Once we get married, we are going to live off of his salary alone (including budgeting in some savings from it) and completely save mine. That is for a few reasons:
– We want to save up to buy a house, either cash or with an enormous down payment.
– IF we decide to have kids, I want the option to stay home (not sure how I’ll feel) and not have it be a big financial hardship. Since we both make good money, if we get used to living on that much, it would be hard to give up my income. But if we are used to living on one, it won’t make that decision as difficult.
– We’re both believers that lifestyle inflation is a difficult thing to back away from. It’s very easy to increase lifestyle but very difficult to go down in lifestyle. We’re happy at this level of lifestyle and would prefer not to get used to something much higher (even though we could afford it now). Once we have a paid-for house and have decided on the kids question, I imagine we’ll loosen up the reins a bit.
– You can always go out and spend the money later if you decide you don’t like having it saved 🙂
Check out the book The Two-Income Trap. We don’t want to find ourselves there, so we’re going to practice living on one-income – happily 🙂
Post # 12
We both work and I earn more, but he’s going to school next year so he can be the bread winner.
Post # 13
@aggie2010: Oh I love not working, just never had any motivation to (super oppressive asian parents). I have a bunch of hobbies (jewelry making, sewing, cooking, etc), but I hate having a deadline or schedule for anything lol. And no, I never plan on having kids, so that’s not why I’m staying at home. I guess the main reason is just I don’t want to work.
Post # 14
I voted “other.” Before Darling Husband and I were married, I had a fabulous, 25-year career in my field in my city/state, and I made dramatically more money than my Darling Husband, who is in a full-time ministry position, did.

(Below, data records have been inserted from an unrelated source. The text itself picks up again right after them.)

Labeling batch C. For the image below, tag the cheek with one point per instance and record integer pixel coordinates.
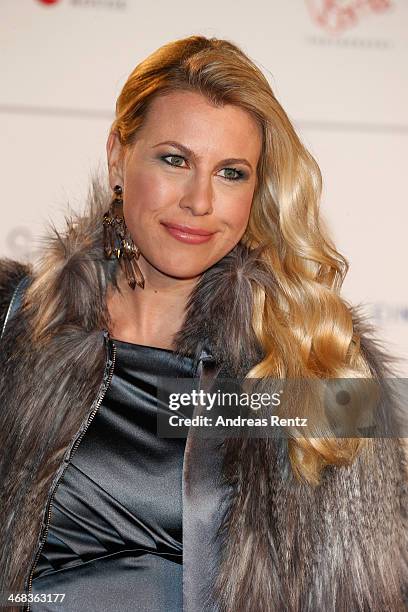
(144, 194)
(236, 211)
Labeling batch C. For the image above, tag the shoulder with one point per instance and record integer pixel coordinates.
(11, 272)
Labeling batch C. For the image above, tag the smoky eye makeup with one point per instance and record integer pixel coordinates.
(234, 174)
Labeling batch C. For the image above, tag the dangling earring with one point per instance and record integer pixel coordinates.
(119, 243)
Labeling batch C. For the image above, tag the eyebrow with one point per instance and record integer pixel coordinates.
(187, 151)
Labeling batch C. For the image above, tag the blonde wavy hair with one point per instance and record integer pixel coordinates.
(305, 328)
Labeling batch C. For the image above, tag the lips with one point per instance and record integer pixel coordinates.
(187, 234)
(186, 229)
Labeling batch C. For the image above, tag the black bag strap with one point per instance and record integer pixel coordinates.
(15, 301)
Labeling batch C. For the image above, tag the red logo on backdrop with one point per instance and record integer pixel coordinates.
(338, 15)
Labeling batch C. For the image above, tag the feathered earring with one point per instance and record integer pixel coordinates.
(119, 243)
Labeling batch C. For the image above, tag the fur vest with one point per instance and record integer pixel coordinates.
(271, 542)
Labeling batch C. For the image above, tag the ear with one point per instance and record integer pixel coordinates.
(115, 154)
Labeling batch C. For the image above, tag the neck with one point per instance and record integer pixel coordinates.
(150, 316)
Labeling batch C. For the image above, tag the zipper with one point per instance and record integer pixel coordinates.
(73, 449)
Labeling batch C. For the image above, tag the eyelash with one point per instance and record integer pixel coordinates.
(241, 174)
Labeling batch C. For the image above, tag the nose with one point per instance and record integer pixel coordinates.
(198, 196)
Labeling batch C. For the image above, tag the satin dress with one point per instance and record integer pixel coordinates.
(115, 535)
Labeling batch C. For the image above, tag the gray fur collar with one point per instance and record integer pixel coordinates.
(285, 545)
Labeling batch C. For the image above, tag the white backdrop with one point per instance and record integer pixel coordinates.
(339, 67)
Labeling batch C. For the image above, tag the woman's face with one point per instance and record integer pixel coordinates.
(192, 165)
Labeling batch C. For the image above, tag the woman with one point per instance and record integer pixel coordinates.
(94, 504)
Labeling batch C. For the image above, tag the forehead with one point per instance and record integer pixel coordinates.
(190, 118)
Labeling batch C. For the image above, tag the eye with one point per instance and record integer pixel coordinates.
(178, 158)
(233, 174)
(234, 177)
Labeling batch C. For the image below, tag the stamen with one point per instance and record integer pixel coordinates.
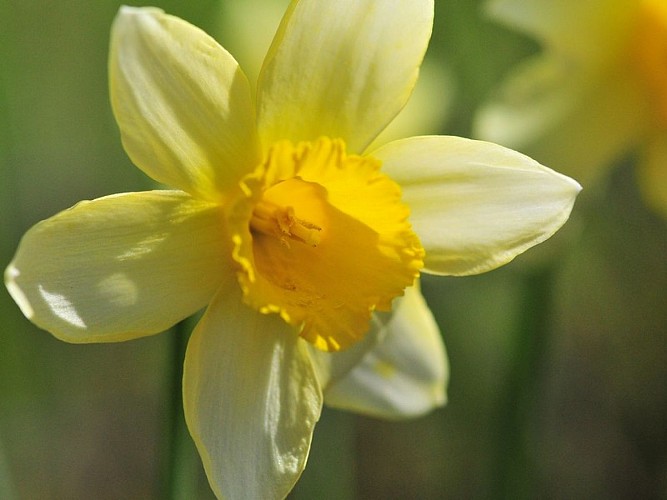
(281, 222)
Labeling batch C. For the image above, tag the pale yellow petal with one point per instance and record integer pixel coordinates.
(342, 69)
(405, 375)
(476, 205)
(576, 123)
(119, 267)
(183, 106)
(251, 400)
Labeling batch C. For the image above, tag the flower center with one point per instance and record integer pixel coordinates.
(322, 239)
(651, 53)
(272, 219)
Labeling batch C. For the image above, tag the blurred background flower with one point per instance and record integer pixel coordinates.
(558, 360)
(595, 92)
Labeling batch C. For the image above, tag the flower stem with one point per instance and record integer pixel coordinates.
(180, 469)
(518, 404)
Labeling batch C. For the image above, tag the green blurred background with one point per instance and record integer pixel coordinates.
(558, 360)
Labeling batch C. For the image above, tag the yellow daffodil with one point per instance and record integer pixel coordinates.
(596, 91)
(296, 239)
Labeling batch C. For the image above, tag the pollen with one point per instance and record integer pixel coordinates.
(322, 239)
(281, 222)
(651, 53)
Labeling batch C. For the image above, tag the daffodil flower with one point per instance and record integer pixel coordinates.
(596, 91)
(296, 239)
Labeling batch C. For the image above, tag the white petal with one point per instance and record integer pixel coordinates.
(341, 69)
(183, 106)
(577, 123)
(476, 205)
(251, 400)
(120, 267)
(331, 366)
(405, 375)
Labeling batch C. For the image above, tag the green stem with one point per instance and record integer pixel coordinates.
(516, 473)
(180, 467)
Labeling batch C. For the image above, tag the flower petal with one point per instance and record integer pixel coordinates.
(593, 29)
(119, 267)
(251, 400)
(476, 205)
(342, 69)
(575, 122)
(183, 105)
(405, 375)
(331, 367)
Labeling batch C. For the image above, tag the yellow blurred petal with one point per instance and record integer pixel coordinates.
(476, 205)
(574, 122)
(328, 242)
(251, 400)
(342, 69)
(120, 267)
(405, 375)
(183, 106)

My short-and-potentially-long-term plan after relocating to join Darling Husband in his small town in a rural area of another state was to perform part-time consulting work (at an agreed-upon, high rate of pay) for a contractor on behalf of my former company. However, market and government forces conspired to create an environment that quickly became very unfavorable to my former company’s industry, and my former company changed ownership. As a result, the vendor’s contract was not renewed, and my consulting work was no longer needed.
Although I’ve applied for a small handful of jobs in this region that relate to my field of expertise, I’ve never even received an interview. I’ve subsequently learned from individuals who are employed by two of the companies to which I applied that I was considered to be over qualified for the positions. I would agree. However, I was more than willing to be considered for them.
So, we have been living on DH’s salary AND placing a significant drain on our savings, which have dwindled dramatically over the two years that I have not been working. Our plan is that I eventually (sooner rather than later) will need to find some type of work at least part time. I truly believe God has a plan for all of this (as He has had for me for every job I’ve ever received), and, eventually I will find out what it is.
Post # 15
We both work in IT. He makes more than I do but he’s also 10 years older so he’s got a bit more experience than I do.
Post # 16
- Wedding: November 2013 - St. Augustine Beach, FL
We both work and right now he is working twice as much as me in order to put away extra money for the wedding. I work full time and actually prefer when he only works part time and has time to take care of the house. He is an excellent househusband. I tried being a Stay-At-Home Wife for five months and pretty much lost my mind; there is only so much cooking, cleaning, and playing with the dog that I can handle before getting depressed and unable to cook or clean anymore.